Hospitals try to achieve charitable, not-for-profit status because they are then tax exempt, which is a major financial benefit. To do this they must provide services to everyone, regardless of their ability to pay and must have emergency services available. They must also feed profits either back into the community or into the hospital in such a way that patient care is improved. New legislation is adding some other requirements ( The cost of care for those who can't afford to pay will inevitable be shifted to those who can, be it individuals or insurance companies.

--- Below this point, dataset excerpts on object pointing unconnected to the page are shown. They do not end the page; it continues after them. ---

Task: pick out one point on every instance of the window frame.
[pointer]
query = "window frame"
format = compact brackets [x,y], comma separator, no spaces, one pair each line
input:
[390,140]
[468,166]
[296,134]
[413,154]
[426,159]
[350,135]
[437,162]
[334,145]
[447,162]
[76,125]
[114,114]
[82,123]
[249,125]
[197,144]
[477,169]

Wow. That was a large amount of dense and maybe confusing information. My interpretation of the take-home points would be:

1. Basic medical supplies aren't all that expensive to hospitals. What suppliers charge for these things is probably not a big part of the problem of excessively high healthcare costs.
2. Veterinary supplies are quite a lot cheaper and pretty similar.
3. The amount that a hospital bills for a supply is hugely inflated but mostly irrelevant to the majority of patients and insurers since they pay a flat fee for to the hospital for everything, but very relevant to the uninsured patient.
4. Insurance companies (third party payers) determine the prices the hospital bills by the amount that they agree to pay. Without a third party payer system that pays fee-for-service or fee-for-item, costs would be lower.
5. Most hospitals are not-for-profit and so charge uninsured patients less than they bill, according to a sliding scale. Since hospitals cannot run at a loss, costs for these patients' care will be shifted to patients or insurers who pay more.